Voici quel était le mécanisme de ce programme à double fond. Il y avait, disaient sentencieusement les commissaires, deux routes principales à suivre. La première, la plus sûre, celle qui exposait le moins aux revers et inconvéniens auxquels sont sujettes les grandes acquisitions, consisterait à obtenir de bonne grâce la cession désirée de la cour de Vienne, en lui promettant en échange le concours actif de la Prusse pour la préserver de tous les périls qui la menaçaient, lui conserver la couronne impériale, et la défendre contra quoscumque. Et comme il était à prévoir que, même à ce prix, la reine trouverait encore difficile de se résigner à perdre un morceau d’aussi grande importance que la Silésie, le meilleur véhicule pour l’y déterminer serait de lui lâcher une couple de millions pour subvenir à ses besoins les plus pressans. Si la cour de Vienne avait le bon sens d’accueillir ces ouvertures bienveillantes avec toute la reconnaissance convenable, le moment serait venu alors de faire agréer ce projet aux puissances maritimes, à la Russie, à tous ceux que pouvaient inquiéter les souvenirs de l’ambition de Louis XIV, et de leur faire valoir le service que le roi rendait à la cause commune de l’équilibre européen, en tirant d’un péril certain la seule puissance qui pût tenir tête à la maison de Bourbon.

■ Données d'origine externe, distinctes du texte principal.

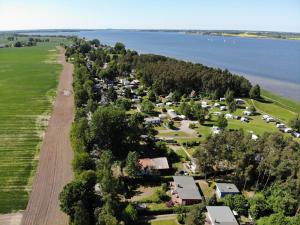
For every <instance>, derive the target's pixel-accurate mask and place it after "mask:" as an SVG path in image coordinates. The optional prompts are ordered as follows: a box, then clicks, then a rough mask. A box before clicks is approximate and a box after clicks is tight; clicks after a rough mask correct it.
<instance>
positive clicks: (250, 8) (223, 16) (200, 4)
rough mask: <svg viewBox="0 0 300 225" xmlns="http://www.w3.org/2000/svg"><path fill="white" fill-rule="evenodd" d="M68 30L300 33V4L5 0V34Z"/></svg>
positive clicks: (145, 1) (293, 3)
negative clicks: (206, 29) (194, 29)
mask: <svg viewBox="0 0 300 225" xmlns="http://www.w3.org/2000/svg"><path fill="white" fill-rule="evenodd" d="M62 28H65V29H73V28H78V29H83V28H84V29H106V28H115V29H204V30H205V29H217V30H265V31H289V32H300V0H48V1H45V0H0V30H24V29H62Z"/></svg>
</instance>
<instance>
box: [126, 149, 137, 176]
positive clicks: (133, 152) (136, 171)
mask: <svg viewBox="0 0 300 225" xmlns="http://www.w3.org/2000/svg"><path fill="white" fill-rule="evenodd" d="M125 170H126V172H127V174H128V176H129V177H137V176H138V175H139V174H140V172H141V165H140V163H139V154H138V153H137V152H129V153H128V156H127V159H126V167H125Z"/></svg>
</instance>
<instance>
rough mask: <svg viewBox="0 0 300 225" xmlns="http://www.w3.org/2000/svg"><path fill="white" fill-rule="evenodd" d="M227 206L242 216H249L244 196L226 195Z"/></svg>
mask: <svg viewBox="0 0 300 225" xmlns="http://www.w3.org/2000/svg"><path fill="white" fill-rule="evenodd" d="M223 202H224V204H225V205H227V206H228V207H230V208H231V209H232V210H235V211H236V212H238V213H239V214H241V215H247V212H248V202H247V200H246V199H245V197H244V196H243V195H226V196H225V197H224V198H223Z"/></svg>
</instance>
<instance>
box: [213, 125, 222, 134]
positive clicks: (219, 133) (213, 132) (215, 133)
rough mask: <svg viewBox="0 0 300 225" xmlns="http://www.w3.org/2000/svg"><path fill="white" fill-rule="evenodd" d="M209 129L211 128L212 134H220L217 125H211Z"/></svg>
mask: <svg viewBox="0 0 300 225" xmlns="http://www.w3.org/2000/svg"><path fill="white" fill-rule="evenodd" d="M211 130H212V133H213V134H220V133H221V129H220V128H219V127H217V126H213V127H212V128H211Z"/></svg>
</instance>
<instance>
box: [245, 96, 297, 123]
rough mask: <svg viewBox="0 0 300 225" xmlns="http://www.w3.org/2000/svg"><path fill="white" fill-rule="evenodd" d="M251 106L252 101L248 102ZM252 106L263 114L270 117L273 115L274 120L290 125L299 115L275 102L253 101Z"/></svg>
mask: <svg viewBox="0 0 300 225" xmlns="http://www.w3.org/2000/svg"><path fill="white" fill-rule="evenodd" d="M248 102H249V104H251V103H250V100H248ZM251 102H252V104H253V105H254V106H255V108H256V109H257V110H259V111H260V112H261V113H262V114H264V113H266V114H268V115H272V116H273V117H274V118H276V119H278V120H280V121H282V122H284V123H288V122H289V121H290V120H291V119H292V118H294V117H295V116H296V115H297V114H296V113H295V112H293V111H291V110H288V109H286V108H283V107H281V106H279V105H277V104H274V103H273V102H264V101H256V100H251Z"/></svg>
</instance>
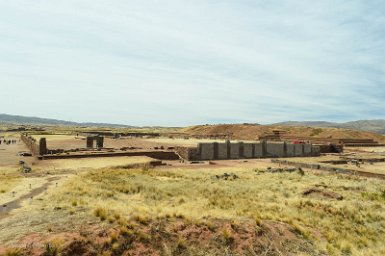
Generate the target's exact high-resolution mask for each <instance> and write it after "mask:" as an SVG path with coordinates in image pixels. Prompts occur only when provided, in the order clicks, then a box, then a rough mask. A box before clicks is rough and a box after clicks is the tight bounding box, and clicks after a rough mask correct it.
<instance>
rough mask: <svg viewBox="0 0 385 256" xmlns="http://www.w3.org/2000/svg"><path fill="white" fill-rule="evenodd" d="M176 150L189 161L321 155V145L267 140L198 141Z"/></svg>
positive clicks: (302, 156)
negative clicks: (218, 141)
mask: <svg viewBox="0 0 385 256" xmlns="http://www.w3.org/2000/svg"><path fill="white" fill-rule="evenodd" d="M176 152H177V153H178V154H179V155H180V156H181V157H182V158H183V159H186V160H189V161H199V160H221V159H247V158H274V157H305V156H319V155H320V149H319V147H318V146H313V145H312V144H307V143H301V144H293V143H287V142H275V141H266V140H262V141H256V142H230V141H226V142H224V143H221V142H210V143H198V146H197V147H177V148H176Z"/></svg>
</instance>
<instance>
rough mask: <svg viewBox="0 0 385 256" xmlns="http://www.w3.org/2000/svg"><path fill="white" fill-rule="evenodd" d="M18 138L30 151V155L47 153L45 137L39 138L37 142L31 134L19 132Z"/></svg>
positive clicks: (41, 154)
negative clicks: (39, 140) (21, 141)
mask: <svg viewBox="0 0 385 256" xmlns="http://www.w3.org/2000/svg"><path fill="white" fill-rule="evenodd" d="M20 139H21V140H22V141H23V142H24V144H25V145H26V146H27V148H28V149H29V150H30V151H31V154H32V155H34V156H38V155H44V154H46V153H47V142H46V139H45V138H41V139H40V141H39V143H37V142H36V139H35V138H33V137H31V136H28V134H21V135H20Z"/></svg>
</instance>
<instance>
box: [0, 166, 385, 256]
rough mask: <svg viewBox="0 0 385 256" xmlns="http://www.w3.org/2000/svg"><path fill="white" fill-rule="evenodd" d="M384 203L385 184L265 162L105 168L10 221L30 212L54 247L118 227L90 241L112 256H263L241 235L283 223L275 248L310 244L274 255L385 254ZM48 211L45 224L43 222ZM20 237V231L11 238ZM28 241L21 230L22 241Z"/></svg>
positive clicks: (28, 205) (62, 186)
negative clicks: (193, 227)
mask: <svg viewBox="0 0 385 256" xmlns="http://www.w3.org/2000/svg"><path fill="white" fill-rule="evenodd" d="M271 165H272V166H274V165H273V164H271ZM261 166H266V163H263V165H261ZM224 173H232V174H235V175H236V176H237V177H236V178H235V179H232V178H229V179H227V180H225V179H223V177H222V176H221V175H223V174H224ZM216 175H217V176H216ZM309 188H317V189H318V190H319V191H329V192H332V193H336V194H338V195H340V196H342V197H343V199H342V200H337V199H335V198H333V197H328V196H325V195H324V194H322V193H313V194H310V195H304V194H303V192H304V191H306V190H307V189H309ZM384 203H385V183H384V181H382V180H376V179H364V178H358V177H354V176H346V175H335V174H328V173H323V172H315V171H310V170H306V171H305V173H304V174H303V173H301V172H298V171H296V172H293V173H288V172H284V173H270V172H266V171H265V168H260V167H259V166H258V164H256V165H255V167H234V166H233V167H215V166H213V167H210V166H207V167H204V168H199V169H196V168H189V167H184V168H182V167H180V168H175V167H166V168H156V169H151V168H150V169H149V168H147V167H143V168H139V169H120V168H104V169H97V170H96V169H95V170H89V171H85V172H82V173H80V174H79V175H76V176H73V177H69V178H68V179H66V180H65V182H62V183H61V184H60V186H59V187H57V188H51V189H50V190H49V191H48V193H47V194H42V195H41V196H39V198H38V200H36V201H35V202H34V204H33V205H32V206H29V205H26V206H25V208H24V209H19V210H16V211H15V214H14V216H12V218H10V219H8V223H10V222H12V221H13V222H14V223H15V222H17V220H18V218H22V216H23V211H25V210H26V209H28V208H30V211H29V213H30V217H29V218H30V222H32V223H35V225H33V226H34V228H33V231H34V232H35V233H36V234H40V235H42V236H44V235H45V236H47V239H52V238H53V237H55V236H54V234H56V233H59V234H60V233H61V232H68V230H71V228H73V229H75V230H78V231H79V232H82V231H81V230H80V229H84V227H83V226H84V224H85V223H92V225H93V226H95V225H96V226H98V227H103V229H106V230H108V228H115V230H116V232H112V233H109V232H107V233H108V234H107V235H106V239H107V240H103V246H101V245H100V246H99V247H98V245H97V242H96V241H92V242H91V241H88V240H87V241H88V243H92V246H93V248H98V249H97V250H98V252H99V253H105V254H106V255H110V254H112V255H118V254H116V252H117V250H118V248H120V249H119V250H122V248H123V244H124V245H125V246H126V247H124V248H126V252H127V250H128V251H130V250H134V248H136V249H135V250H134V251H133V252H132V251H131V253H133V254H134V255H135V252H136V253H139V252H138V250H139V249H138V248H142V247H147V251H146V253H150V252H151V254H153V253H154V252H159V253H160V254H161V255H177V254H178V253H177V252H178V250H179V249H180V250H181V251H180V252H181V253H180V254H182V255H224V254H225V253H231V254H228V255H244V254H248V255H260V254H257V252H262V251H263V250H262V251H261V250H260V251H258V250H257V249H256V248H257V247H251V248H247V249H244V248H243V247H242V248H243V249H242V248H240V247H239V246H238V245H239V244H241V243H242V242H241V241H242V239H241V238H240V237H238V236H239V233H242V232H244V235H245V234H250V233H251V234H254V235H253V236H254V237H255V236H257V237H258V235H255V232H257V231H258V230H262V231H263V232H267V230H272V225H273V226H274V225H275V226H277V225H278V224H279V225H287V228H283V227H286V226H281V228H280V229H278V231H276V233H274V232H273V234H272V233H269V234H270V236H269V237H270V238H271V240H272V241H274V239H276V238H274V236H276V237H279V236H280V234H279V233H285V232H288V234H291V235H293V234H294V235H293V237H290V235H287V237H288V239H290V240H292V241H293V244H301V243H300V242H298V241H297V240H299V241H305V242H306V246H305V247H303V246H302V247H296V248H295V251H294V252H293V251H285V249H284V247H280V246H279V245H273V246H272V245H270V249H269V250H267V245H266V246H265V247H263V249H265V250H266V252H270V254H269V253H266V254H265V255H384V254H385V245H384V244H383V241H384V240H385V211H384V210H385V205H384ZM41 209H44V217H45V218H44V219H42V217H41V216H39V215H40V213H41ZM59 216H60V218H58V217H59ZM23 222H24V224H25V225H29V224H31V223H28V222H27V221H26V220H23ZM39 223H40V224H39ZM159 223H163V224H162V225H164V226H165V227H166V228H165V230H166V231H167V232H166V231H164V232H165V233H164V234H163V235H162V234H158V233H157V234H155V233H153V231H151V230H152V229H151V228H150V227H153V225H154V224H159ZM180 223H182V224H183V225H184V227H185V229H188V227H192V226H194V227H198V226H204V227H206V228H207V229H208V230H209V231H210V232H212V233H213V234H214V235H212V236H207V239H206V240H207V241H206V242H205V243H203V241H201V240H199V238H196V237H195V238H194V237H191V234H190V236H187V235H186V234H185V233H183V232H186V231H183V230H179V229H178V228H176V225H179V224H180ZM229 223H230V224H229ZM250 223H252V224H250ZM272 223H273V224H272ZM3 224H4V223H3ZM182 224H181V225H182ZM228 224H229V225H230V226H229V225H228ZM186 227H187V228H186ZM246 227H247V228H246ZM185 229H184V230H185ZM9 230H10V228H9V227H8V228H5V229H4V230H3V231H2V233H3V232H5V233H3V235H2V236H0V238H2V239H4V241H10V240H9V239H10V237H8V238H7V231H9ZM241 231H242V232H241ZM262 231H261V232H262ZM201 232H203V231H201ZM205 232H206V231H205ZM253 232H254V233H253ZM271 232H272V231H271ZM14 233H15V230H14V229H12V230H10V232H9V233H8V234H14ZM267 233H268V232H267ZM267 233H266V234H267ZM4 234H5V235H4ZM27 234H29V233H26V232H24V235H27ZM22 235H23V232H22V231H21V230H19V233H18V237H22ZM86 237H88V238H90V237H92V235H89V236H86ZM155 237H157V239H160V240H159V241H162V243H161V245H158V244H154V243H155V242H153V241H155V240H154V239H155ZM60 239H62V240H60ZM82 239H83V240H84V239H85V238H84V237H83V238H82ZM175 239H176V240H175ZM194 239H195V240H194ZM58 241H59V242H58ZM128 241H129V242H130V243H129V244H128V245H127V242H128ZM156 241H158V240H156ZM167 241H169V242H167ZM218 241H221V242H218ZM253 241H254V240H253ZM56 242H58V248H60V249H61V250H64V251H65V250H68V248H66V246H65V242H64V240H63V238H59V240H56ZM171 242H172V244H170V243H171ZM289 242H290V241H289ZM250 243H251V244H252V243H253V242H250ZM254 243H256V241H254ZM141 246H142V247H141ZM157 246H159V247H157ZM173 246H174V247H173ZM175 246H181V247H183V248H179V249H178V248H177V247H175ZM148 248H152V249H153V250H152V251H151V250H150V249H148ZM253 248H254V249H253ZM301 248H302V249H301ZM119 250H118V251H119ZM148 250H150V251H148ZM123 251H124V250H123ZM119 252H122V251H119ZM114 253H115V254H114ZM142 253H143V251H142ZM180 254H179V255H180ZM153 255H157V254H156V253H155V254H153Z"/></svg>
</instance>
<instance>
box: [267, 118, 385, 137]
mask: <svg viewBox="0 0 385 256" xmlns="http://www.w3.org/2000/svg"><path fill="white" fill-rule="evenodd" d="M273 125H284V126H310V127H335V128H344V129H352V130H361V131H369V132H375V133H380V134H385V120H384V119H377V120H358V121H351V122H346V123H333V122H326V121H288V122H281V123H275V124H273Z"/></svg>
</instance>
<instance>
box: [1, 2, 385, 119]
mask: <svg viewBox="0 0 385 256" xmlns="http://www.w3.org/2000/svg"><path fill="white" fill-rule="evenodd" d="M384 13H385V2H384V1H383V0H379V1H376V0H371V1H366V0H362V1H357V0H349V1H344V0H338V1H337V0H336V1H331V0H330V1H329V0H323V1H276V0H272V1H265V0H220V1H219V0H183V1H181V0H162V1H160V0H158V1H156V0H110V1H101V0H60V1H59V0H34V1H30V0H23V1H21V0H0V95H1V98H0V113H7V114H18V115H25V116H39V117H45V118H56V119H63V120H69V121H77V122H106V123H120V124H128V125H143V126H146V125H164V126H184V125H193V124H216V123H244V122H248V123H262V124H265V123H274V122H280V121H287V120H327V121H339V122H343V121H350V120H357V119H380V118H385V114H384V113H385V61H384V60H385V14H384Z"/></svg>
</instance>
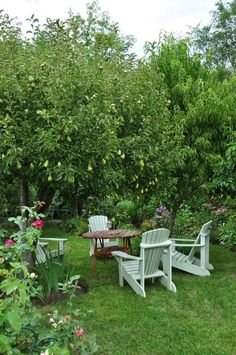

Que faire cependant, si la cour de Vienne avait l’obstination et la bigoterie de ne pas apprécier suffisamment le service qu’on voulait lui rendre ? — Alors il faudrait bien en venir à une autre voie, moins solide et plus rabatteuse ; ce serait de se retourner hardiment et de tendre la main à tous les ennemis de Marie-Thérèse, Saxe, Bavière, y compris la France, qui pouvait trouver son compte à ôter la couronne impériale aux descendans de Charles-Quint, On leur représenterait la conquête de la Silésie comme le premier acte d’une puissante diversion faite dans le Nord pour leurs intérêts. Bien entendu qu’il ne serait plus question alors de l’équilibre européen à protéger contre la France, mais des libertés germaniques à défendre contre l’Autriche. Enfin, il y aurait bien un troisième moyen qui serait la perfection : ce serait, dans le cas où une tierce puissance, la Saxe ou la Bavière, par exemple, prendrait l’initiative de faire entrer des troupes en Silésie, d’y entrer soi-même pour la défendre et de finir par la garder. Mais il n’était pas raisonnable d’espérer une chance si favorable[1].

  1. Pol. Corr., t. I, p. 74 et suiv.